Разгром Красной армии на полях Польши явился, судя по всему, результатом чрезмерной уверенности большевиков в собственных силах. Троцкий настойчиво возлагал ответственность за него на Сталина, утверждая, что тот, будучи политическим комиссаром Южной армии, вторгшейся в Галицию, нарушил приказ, согласно которому эта армия должна была соединиться с силами Тухачевского, осадившего Варшаву. Но судя по тексту ленинской телеграммы, можно предположить, что подлинная миссия Сталина заключалась во вторжении в южные области Центральной Европы и в Италию. Мне представляется, что Ленин решил, будто Варшава и так никуда не уйдет и армия должна развивать более широкие стратегические цели. Это ошибочное убеждение заставило его совершить еще одну роковую ошибку. Он приказал Тухачевскому выделить из войск, осаждавших Варшаву, сильную ударную группу, включая кавалерийский корпус, и перебросить ее в Померанию. Судя по всему, ему хотелось решить тем самым две задачи: воссоединиться с воображаемыми толпами немецких коммунистов, якобы устремившимися на восток, и заручиться поддержкой немецких националистов, уступив им Польский коридор и тем самым воссоединив Восточную Пруссию с остальной Германией. Оставив Сталина на юге и заставив Тухачевского идти на Померанию еще до того, как Польша была сокрушена окончательно, Ленин создал необходимые предпосылки для так называемого «чуда на Висле». Кстати говоря, вопреки распространенному мнению, поляки обязаны победой вовсе не французам, военную миссию которых они изолировали, а стратегические рекомендации игнорировали.

Поражение в Польше потрясло Ленина. Полагаясь на свои революционные интуицию и опыт, он приказал Красной армии и так называемому Полревкому (Польскому революционному комитету, которому предстояло образовать советское правительство Польши) выдвинуть те же лозунги, какие уже доказали свою эффективность в России, — захватывай землю, бери под свой контроль фабрики и заводы, вешай кулаков и буржуев. Но в Польше эти лозунги не сработали. Позже Ленин жаловался немецкой коммунистке Кларе Цеткин на то, что польские крестьяне и рабочие не пришли на помощь Красной армии, а вместо этого встали на защиту панства — то есть польских помещиков, — захватывая и убивая отважных русских парней, пришедших освободить их. Здесь он столкнулся с чем-то, чего так и не смог понять, — с совершенно иной политической культурой, нежели та, что преобладала в его собственной стране, — культурой уважения частной собственности и чуткости к патриотическим призывам.

Троцкий сказал Чан-Кайши, главе Гоминдана, поддерживавшему в тот период тесные контакты с Москвой, что после поражения в Польше Ленин распорядился, чтобы Красную армию впредь не использовали для непосредственных операций за границей во избежание столкновений с местным национализмом.

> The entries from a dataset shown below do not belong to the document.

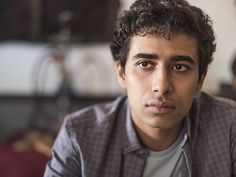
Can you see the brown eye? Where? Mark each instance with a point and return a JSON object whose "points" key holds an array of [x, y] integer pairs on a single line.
{"points": [[144, 64], [179, 67]]}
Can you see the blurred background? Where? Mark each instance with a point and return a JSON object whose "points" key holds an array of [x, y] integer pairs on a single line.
{"points": [[55, 58]]}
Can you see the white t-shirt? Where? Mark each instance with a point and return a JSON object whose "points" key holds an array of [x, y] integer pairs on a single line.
{"points": [[166, 163]]}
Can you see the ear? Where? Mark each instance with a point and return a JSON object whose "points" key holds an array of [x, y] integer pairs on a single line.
{"points": [[120, 73]]}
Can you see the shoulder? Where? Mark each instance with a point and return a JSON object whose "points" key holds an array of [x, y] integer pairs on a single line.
{"points": [[215, 102], [94, 117], [211, 107]]}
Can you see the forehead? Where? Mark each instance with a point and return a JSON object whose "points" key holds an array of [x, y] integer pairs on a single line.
{"points": [[178, 44]]}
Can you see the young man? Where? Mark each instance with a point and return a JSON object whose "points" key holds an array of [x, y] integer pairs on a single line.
{"points": [[164, 127]]}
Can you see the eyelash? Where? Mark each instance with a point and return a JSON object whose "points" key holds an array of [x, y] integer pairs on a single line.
{"points": [[151, 65]]}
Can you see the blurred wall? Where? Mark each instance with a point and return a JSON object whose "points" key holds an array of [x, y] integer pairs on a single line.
{"points": [[17, 59], [223, 14]]}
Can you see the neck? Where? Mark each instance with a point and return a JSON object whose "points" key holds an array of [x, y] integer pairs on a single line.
{"points": [[157, 139]]}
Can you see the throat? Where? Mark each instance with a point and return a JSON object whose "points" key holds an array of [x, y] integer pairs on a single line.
{"points": [[158, 140]]}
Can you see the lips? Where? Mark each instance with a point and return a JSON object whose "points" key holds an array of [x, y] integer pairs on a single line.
{"points": [[160, 107]]}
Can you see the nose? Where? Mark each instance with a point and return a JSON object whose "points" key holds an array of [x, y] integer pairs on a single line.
{"points": [[162, 82]]}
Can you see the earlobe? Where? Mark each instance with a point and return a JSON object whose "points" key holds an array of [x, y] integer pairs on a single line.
{"points": [[120, 73]]}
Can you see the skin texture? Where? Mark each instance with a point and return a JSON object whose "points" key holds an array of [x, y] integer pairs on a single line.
{"points": [[161, 78]]}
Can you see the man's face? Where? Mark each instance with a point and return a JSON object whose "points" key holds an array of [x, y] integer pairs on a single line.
{"points": [[161, 78]]}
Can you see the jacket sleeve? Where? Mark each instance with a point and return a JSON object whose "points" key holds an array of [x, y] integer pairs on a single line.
{"points": [[65, 161], [233, 148]]}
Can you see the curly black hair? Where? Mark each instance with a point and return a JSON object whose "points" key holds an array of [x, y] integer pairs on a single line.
{"points": [[164, 18]]}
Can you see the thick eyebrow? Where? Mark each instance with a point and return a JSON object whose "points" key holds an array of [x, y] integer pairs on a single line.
{"points": [[183, 58], [146, 56]]}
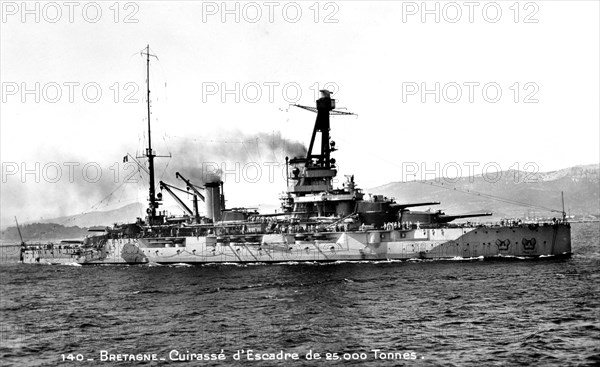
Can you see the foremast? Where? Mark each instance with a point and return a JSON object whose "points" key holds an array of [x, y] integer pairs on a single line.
{"points": [[152, 200]]}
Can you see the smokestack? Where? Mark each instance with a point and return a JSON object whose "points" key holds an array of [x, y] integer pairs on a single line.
{"points": [[213, 201]]}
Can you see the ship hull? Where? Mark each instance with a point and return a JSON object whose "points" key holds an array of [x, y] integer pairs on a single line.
{"points": [[375, 245]]}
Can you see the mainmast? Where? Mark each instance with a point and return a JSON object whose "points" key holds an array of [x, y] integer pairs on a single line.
{"points": [[152, 192]]}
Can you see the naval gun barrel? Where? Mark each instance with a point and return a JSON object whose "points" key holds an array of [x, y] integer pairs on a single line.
{"points": [[449, 218], [410, 205]]}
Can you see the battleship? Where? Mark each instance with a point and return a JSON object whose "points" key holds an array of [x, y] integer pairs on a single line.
{"points": [[317, 223]]}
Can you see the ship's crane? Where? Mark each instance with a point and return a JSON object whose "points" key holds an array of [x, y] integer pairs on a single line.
{"points": [[170, 188]]}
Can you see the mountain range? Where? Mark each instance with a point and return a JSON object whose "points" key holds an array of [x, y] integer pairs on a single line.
{"points": [[507, 194]]}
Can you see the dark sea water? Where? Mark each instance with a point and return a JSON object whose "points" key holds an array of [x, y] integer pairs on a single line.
{"points": [[463, 313]]}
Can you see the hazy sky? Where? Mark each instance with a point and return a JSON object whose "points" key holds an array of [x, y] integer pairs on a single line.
{"points": [[516, 84]]}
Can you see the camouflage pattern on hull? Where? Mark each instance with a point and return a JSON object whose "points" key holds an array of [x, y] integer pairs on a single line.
{"points": [[429, 243]]}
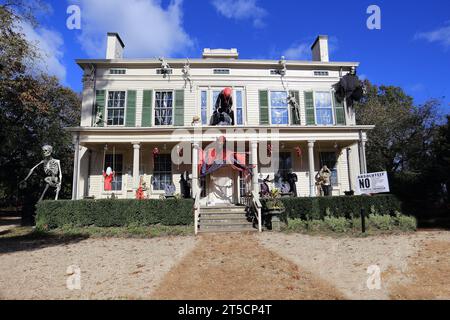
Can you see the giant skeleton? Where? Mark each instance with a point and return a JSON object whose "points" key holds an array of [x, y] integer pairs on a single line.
{"points": [[52, 168]]}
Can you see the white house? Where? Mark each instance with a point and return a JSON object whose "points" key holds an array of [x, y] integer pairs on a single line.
{"points": [[132, 106]]}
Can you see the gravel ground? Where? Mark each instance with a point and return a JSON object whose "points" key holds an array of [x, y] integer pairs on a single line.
{"points": [[343, 262], [110, 268]]}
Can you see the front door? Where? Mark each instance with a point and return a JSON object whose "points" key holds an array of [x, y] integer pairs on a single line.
{"points": [[221, 186]]}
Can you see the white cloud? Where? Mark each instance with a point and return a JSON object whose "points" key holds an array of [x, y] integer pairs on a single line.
{"points": [[241, 10], [147, 29], [49, 43], [441, 36]]}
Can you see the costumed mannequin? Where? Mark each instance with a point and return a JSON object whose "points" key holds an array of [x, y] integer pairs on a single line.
{"points": [[52, 168], [292, 178], [323, 178], [223, 113], [108, 177], [349, 88]]}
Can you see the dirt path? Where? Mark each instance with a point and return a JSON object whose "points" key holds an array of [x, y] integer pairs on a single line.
{"points": [[412, 265], [236, 266], [110, 268]]}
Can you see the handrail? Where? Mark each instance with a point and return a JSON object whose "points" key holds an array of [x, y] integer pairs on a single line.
{"points": [[258, 207]]}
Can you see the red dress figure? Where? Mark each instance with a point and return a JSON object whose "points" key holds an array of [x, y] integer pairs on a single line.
{"points": [[108, 178]]}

К 1921-му всем, кроме самых неисправимых оптимистов, стало ясно, что события октября 1917 г. не повторятся больше нигде и, следовательно, на неопределенное время революция будет ограничена территорией России и ее владений. Теория «построения социализма в одной стране» была выдвинута не Сталиным во время его конфликта с Троцким, а раньше — самим Лениным.

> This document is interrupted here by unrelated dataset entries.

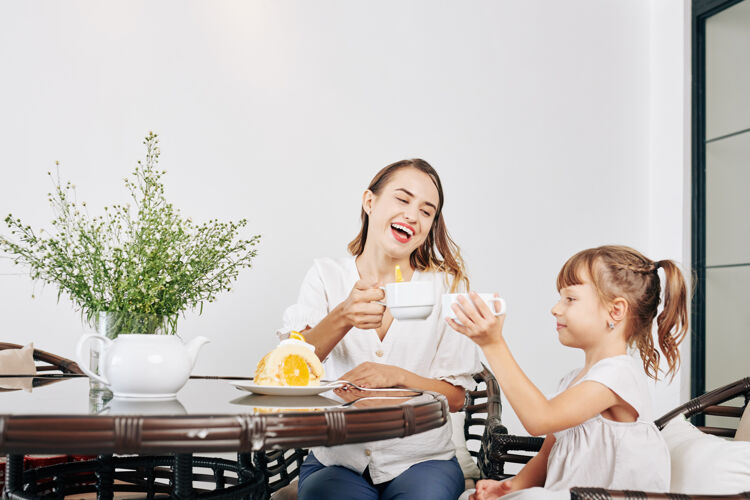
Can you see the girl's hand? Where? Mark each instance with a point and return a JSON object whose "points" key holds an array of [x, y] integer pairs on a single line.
{"points": [[374, 375], [489, 489], [360, 309], [479, 323]]}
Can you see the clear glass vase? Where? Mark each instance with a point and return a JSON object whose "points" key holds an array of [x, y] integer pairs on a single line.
{"points": [[111, 324]]}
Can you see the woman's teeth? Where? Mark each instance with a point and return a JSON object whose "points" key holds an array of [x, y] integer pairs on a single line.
{"points": [[404, 229]]}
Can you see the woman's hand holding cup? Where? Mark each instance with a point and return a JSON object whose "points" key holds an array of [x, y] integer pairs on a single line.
{"points": [[361, 309], [475, 318]]}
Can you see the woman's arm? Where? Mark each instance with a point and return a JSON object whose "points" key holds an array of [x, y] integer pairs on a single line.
{"points": [[374, 375], [358, 310]]}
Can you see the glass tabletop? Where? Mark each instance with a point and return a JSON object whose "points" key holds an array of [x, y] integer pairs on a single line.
{"points": [[55, 414], [71, 395]]}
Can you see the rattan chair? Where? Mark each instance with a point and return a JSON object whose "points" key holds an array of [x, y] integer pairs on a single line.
{"points": [[502, 448], [282, 466], [48, 362]]}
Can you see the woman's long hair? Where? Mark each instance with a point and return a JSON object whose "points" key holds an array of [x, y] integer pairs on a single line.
{"points": [[438, 252], [620, 271]]}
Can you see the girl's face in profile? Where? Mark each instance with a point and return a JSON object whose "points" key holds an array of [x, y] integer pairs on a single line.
{"points": [[581, 316], [401, 216]]}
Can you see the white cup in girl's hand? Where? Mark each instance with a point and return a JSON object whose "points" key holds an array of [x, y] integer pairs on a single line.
{"points": [[496, 304]]}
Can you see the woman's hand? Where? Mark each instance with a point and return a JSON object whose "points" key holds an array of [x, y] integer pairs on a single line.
{"points": [[479, 323], [360, 309], [489, 489], [375, 375]]}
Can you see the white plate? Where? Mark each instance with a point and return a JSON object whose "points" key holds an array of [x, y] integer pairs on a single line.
{"points": [[275, 390]]}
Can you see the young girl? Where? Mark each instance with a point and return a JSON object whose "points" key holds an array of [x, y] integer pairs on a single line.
{"points": [[599, 426]]}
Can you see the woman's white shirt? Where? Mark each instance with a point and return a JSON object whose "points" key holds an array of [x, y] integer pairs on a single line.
{"points": [[429, 348]]}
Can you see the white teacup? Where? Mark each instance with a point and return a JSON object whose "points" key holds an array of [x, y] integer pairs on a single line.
{"points": [[410, 299], [496, 304]]}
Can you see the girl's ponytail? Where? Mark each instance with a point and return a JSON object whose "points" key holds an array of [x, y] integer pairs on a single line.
{"points": [[620, 271], [672, 323]]}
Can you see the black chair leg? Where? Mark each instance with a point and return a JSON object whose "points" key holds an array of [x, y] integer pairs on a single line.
{"points": [[105, 478], [183, 476], [13, 475]]}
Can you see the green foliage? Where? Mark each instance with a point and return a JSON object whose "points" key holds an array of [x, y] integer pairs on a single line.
{"points": [[144, 259]]}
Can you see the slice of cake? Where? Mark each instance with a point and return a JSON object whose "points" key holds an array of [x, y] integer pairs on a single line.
{"points": [[292, 363]]}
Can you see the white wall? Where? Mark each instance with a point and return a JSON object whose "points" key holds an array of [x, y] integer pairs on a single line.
{"points": [[537, 115]]}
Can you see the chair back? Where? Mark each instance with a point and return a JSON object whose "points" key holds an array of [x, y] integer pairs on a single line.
{"points": [[712, 403], [48, 362], [484, 403]]}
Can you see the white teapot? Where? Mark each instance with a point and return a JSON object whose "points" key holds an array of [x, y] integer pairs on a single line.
{"points": [[142, 365]]}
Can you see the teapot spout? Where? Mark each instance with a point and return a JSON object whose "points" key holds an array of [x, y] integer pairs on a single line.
{"points": [[193, 347]]}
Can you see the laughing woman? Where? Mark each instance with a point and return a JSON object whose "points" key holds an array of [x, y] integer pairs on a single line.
{"points": [[358, 340]]}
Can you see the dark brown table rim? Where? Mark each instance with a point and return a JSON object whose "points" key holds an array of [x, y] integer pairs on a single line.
{"points": [[51, 432]]}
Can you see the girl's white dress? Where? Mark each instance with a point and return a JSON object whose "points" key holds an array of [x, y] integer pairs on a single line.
{"points": [[603, 453]]}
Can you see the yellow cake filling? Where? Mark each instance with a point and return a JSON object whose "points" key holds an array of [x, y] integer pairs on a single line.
{"points": [[292, 363]]}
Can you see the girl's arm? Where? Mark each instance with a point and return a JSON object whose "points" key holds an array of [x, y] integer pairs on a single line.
{"points": [[537, 414]]}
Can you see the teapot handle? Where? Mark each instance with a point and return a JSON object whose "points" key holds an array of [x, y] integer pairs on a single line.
{"points": [[83, 362]]}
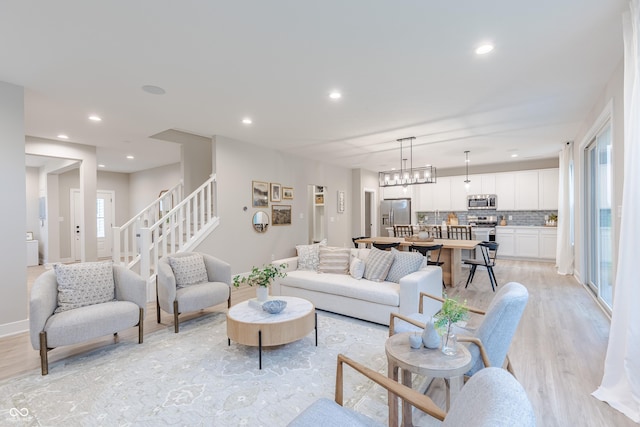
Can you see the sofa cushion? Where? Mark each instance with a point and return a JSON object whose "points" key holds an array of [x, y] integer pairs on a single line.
{"points": [[356, 269], [309, 255], [84, 284], [377, 265], [334, 260], [189, 270], [404, 263], [385, 293]]}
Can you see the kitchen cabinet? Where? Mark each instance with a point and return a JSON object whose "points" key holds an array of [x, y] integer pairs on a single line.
{"points": [[548, 239], [548, 180], [505, 237], [526, 194], [505, 184]]}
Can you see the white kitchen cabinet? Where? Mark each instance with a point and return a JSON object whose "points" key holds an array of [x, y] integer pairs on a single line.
{"points": [[548, 180], [442, 194], [505, 237], [548, 239], [527, 242], [526, 190], [505, 186]]}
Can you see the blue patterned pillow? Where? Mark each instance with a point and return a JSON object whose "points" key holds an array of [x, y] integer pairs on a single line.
{"points": [[189, 270], [83, 284], [404, 263]]}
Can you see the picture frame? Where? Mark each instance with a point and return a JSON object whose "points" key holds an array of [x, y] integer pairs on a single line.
{"points": [[287, 193], [276, 195], [259, 194], [280, 215], [341, 201]]}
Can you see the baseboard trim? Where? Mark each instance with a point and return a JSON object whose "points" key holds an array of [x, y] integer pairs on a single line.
{"points": [[14, 328]]}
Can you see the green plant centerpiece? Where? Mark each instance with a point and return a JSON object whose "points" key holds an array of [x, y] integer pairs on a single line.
{"points": [[452, 311], [261, 276]]}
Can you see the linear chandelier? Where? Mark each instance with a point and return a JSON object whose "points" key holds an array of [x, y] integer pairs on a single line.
{"points": [[407, 175]]}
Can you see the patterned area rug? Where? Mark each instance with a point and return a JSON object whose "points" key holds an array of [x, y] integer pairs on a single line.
{"points": [[195, 378]]}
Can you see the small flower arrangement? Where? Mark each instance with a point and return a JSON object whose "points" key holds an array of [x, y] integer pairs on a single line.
{"points": [[451, 312], [261, 276]]}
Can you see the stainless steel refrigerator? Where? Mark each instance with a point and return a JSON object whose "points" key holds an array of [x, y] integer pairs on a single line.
{"points": [[394, 212]]}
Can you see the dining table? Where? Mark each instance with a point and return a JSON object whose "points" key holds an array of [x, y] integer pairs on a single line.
{"points": [[451, 254]]}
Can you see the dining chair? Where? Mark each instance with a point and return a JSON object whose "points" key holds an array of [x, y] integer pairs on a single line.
{"points": [[385, 246], [489, 250], [402, 230], [458, 232]]}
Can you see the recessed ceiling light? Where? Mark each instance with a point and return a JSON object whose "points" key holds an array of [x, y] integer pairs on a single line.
{"points": [[484, 49], [154, 90]]}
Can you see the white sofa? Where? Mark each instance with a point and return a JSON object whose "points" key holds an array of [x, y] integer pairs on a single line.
{"points": [[361, 298]]}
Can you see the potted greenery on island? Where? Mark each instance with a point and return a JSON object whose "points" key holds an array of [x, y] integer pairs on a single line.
{"points": [[262, 278]]}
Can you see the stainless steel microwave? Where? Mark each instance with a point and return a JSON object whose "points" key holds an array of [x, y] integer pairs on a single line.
{"points": [[482, 201]]}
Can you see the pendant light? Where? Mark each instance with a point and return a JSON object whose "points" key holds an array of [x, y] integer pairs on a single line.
{"points": [[467, 182]]}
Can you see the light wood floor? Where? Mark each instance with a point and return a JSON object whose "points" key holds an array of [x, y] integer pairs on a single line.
{"points": [[558, 351]]}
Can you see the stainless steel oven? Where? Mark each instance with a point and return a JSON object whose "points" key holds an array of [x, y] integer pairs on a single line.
{"points": [[482, 201]]}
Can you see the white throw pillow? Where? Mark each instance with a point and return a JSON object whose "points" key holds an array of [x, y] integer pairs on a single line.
{"points": [[334, 260], [404, 263], [84, 284], [356, 269], [309, 256], [377, 265], [189, 270]]}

Столь кардинальная перемена курса имела неизбежные последствия, о которых Ленин заговорил вслух, а Сталин учел в своих действиях. Ленин, судя по всему, пришел к выводу, что раз уж коммунизм восторжествовал в России по окончании и в результате мировой войны, то и его триумф на всем земном шаре станет возможен только после еще одной мировой войны. Разумеется, следовало использовать все революционные ситуации, складывающиеся за границей, по мере их возникновения, но главным образом следовало опираться на построение в советской России несокрушимой современной военной машины для подготовки к этому мировому конфликту. В дипломатическом плане хороши были любые средства для обострения отношений между Германией и странами Антанты.

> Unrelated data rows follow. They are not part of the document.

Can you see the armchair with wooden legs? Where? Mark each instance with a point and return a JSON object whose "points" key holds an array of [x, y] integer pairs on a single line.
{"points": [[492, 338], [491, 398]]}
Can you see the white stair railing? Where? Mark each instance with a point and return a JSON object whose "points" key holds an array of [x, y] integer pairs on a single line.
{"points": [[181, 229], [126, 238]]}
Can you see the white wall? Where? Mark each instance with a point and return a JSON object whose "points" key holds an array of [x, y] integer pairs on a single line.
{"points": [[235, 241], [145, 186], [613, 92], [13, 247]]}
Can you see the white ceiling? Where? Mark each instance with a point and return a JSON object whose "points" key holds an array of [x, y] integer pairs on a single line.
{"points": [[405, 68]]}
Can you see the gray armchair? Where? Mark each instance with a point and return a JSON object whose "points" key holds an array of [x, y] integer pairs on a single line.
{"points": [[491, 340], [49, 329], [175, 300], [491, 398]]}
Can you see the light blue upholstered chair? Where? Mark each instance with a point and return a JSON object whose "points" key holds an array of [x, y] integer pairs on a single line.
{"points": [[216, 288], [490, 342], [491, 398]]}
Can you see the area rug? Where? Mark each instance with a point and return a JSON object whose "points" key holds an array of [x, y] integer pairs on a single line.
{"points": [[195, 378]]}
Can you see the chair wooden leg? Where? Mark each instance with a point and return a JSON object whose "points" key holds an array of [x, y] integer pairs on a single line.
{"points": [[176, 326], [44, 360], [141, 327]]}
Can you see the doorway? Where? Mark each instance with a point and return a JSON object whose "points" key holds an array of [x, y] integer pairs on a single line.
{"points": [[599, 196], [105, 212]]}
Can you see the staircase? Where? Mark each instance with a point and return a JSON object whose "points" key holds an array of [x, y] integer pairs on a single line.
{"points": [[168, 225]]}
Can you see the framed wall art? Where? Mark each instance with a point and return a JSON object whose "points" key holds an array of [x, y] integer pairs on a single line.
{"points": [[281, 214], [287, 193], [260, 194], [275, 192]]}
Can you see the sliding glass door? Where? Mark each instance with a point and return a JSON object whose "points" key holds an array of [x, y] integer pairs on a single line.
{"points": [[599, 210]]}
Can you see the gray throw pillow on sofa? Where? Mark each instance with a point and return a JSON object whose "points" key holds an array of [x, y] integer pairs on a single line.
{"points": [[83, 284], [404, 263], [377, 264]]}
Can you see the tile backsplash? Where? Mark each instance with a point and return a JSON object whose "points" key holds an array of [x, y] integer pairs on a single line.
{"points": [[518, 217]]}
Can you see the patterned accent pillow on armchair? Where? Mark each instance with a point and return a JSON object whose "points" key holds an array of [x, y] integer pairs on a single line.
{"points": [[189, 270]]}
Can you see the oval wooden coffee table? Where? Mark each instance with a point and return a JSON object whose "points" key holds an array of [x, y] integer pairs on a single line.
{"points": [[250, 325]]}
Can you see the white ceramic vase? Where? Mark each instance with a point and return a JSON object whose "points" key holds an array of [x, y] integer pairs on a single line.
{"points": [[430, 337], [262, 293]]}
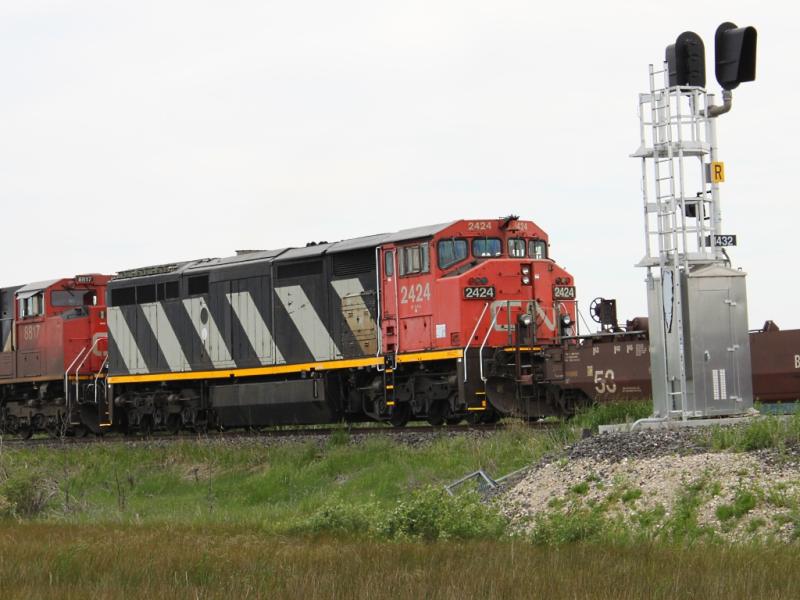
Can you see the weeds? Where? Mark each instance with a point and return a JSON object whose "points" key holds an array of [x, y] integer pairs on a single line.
{"points": [[612, 412], [764, 432], [743, 502]]}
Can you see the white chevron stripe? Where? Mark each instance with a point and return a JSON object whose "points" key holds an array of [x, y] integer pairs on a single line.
{"points": [[215, 346], [128, 348], [167, 340], [254, 326], [308, 323], [353, 290]]}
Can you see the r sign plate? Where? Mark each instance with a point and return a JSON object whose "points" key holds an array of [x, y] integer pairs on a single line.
{"points": [[563, 292]]}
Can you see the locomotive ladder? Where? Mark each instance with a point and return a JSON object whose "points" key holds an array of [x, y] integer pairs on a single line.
{"points": [[679, 225]]}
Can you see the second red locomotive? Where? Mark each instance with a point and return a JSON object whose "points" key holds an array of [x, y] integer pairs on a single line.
{"points": [[438, 322]]}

В 1921 г. Ленин и Троцкий наладили военное сотрудничество на постоянной основе с немецким рейхсвером, предоставив ему тем самым возможность обойти ограничения, наложенные Версальским договором, и предложив организовать производство и испытание запрещенных видов вооружений (танков, боевых самолетов, подводных лодок и отравляющих газов) на советской территории. В обмен немецкая сторона предоставила советской инструктаж в области самой современной военной стратегии и тактики. Это сотрудничество, закончившееся лишь осенью 1933 г. и сыгравшее огромную роль в модернизации как советской, так и немецкой армий, становится лучше известным только сейчас, после рассекречивания советских архивов, потому что немцы уничтожили большую часть относящейся к данному вопросу документации.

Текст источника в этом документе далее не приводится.